Current CDC guidance suggests that we can remain safe by wearing masks, washing our hands frequently, and maintaining a 6-foot distance between each other. However, mounting evidence indicates that a 6-foot perimeter may not always suffice. For instance, a recent article published in the journal Science indicates that aerosols can accumulate and remain infectious in indoor air for hours. The researchers noted that the CDC’s 6-foot recommendation was based on studies of respiratory droplets carried out in the 1930s. We now know that a vigorous cough or sneeze can propel viral particles over 20 feet, and that aerosolized virus can linger and be carried over greater distances by airflow (i.e., breezes). To be clear: the probability of becoming infected is largely dependent on one’s total amount of viral exposure, such that brief moments in environments in which trace amounts of aerosolized virus may be present in all likelihood do not pose great risk. That said, the researchers’ recommendation is to consider wearing masks even in indoor environments or when maintaining the recommended 6-foot perimeter. They use cigarette smoke as an example: if you can smell it, you are inhaling it. My response to that example: a tiny, isolated whiff of second-hand cigarette smoke will not cause emphysema. I don’t believe that these more rigorous measures are realistic or even necessary in most circumstances. But it’s worth bearing these realities in mind, particularly if you’re at high risk for severe COVID-19 disease, or- for whatever reason- you find yourself outside of what you consider to be your “safe zone.” Simply stated, there may be times when a little extra caution- or a few extra feet- would be appropriate.

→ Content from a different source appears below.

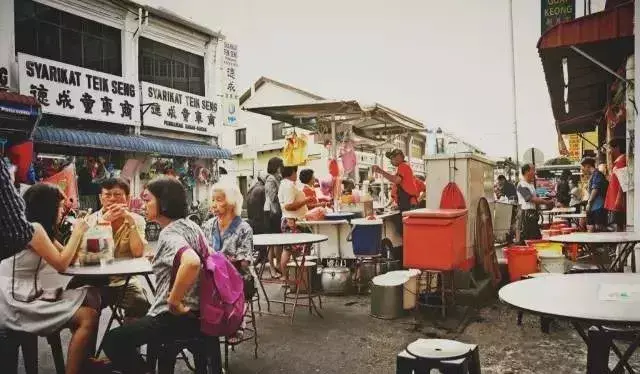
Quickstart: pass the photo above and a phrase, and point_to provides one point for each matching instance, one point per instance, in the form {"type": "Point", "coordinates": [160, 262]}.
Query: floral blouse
{"type": "Point", "coordinates": [176, 235]}
{"type": "Point", "coordinates": [236, 242]}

We know that coronavirus can be shed in stool, so it makes sense that wastewater analysis has been proposed as a novel mechanism by which we can track the movement of COVID-19. And although we don’t know for sure how readily these exposures can lead to disease transmission in the real world, this nonetheless serves to remind us as to the importance of frequent handwashing.
Another sign of the times
CVS Pharmacy has just announced that beginning in June, they will be partnering with the technology company Nuro to test the viability of delivering prescriptions via driverless vehicles to customers in the Houston, Texas area. They propose that customers will receive their prescriptions within an hour of placing the order. Nuro has already tested its technology with other companies, including Domino’s Pizza and the Kroger grocery chain. It seems that the future is here.
That’s all for now. Be safe, be patient, be optimistic, and be kind! I hope you have a nice weekend, and I’ll see you soon.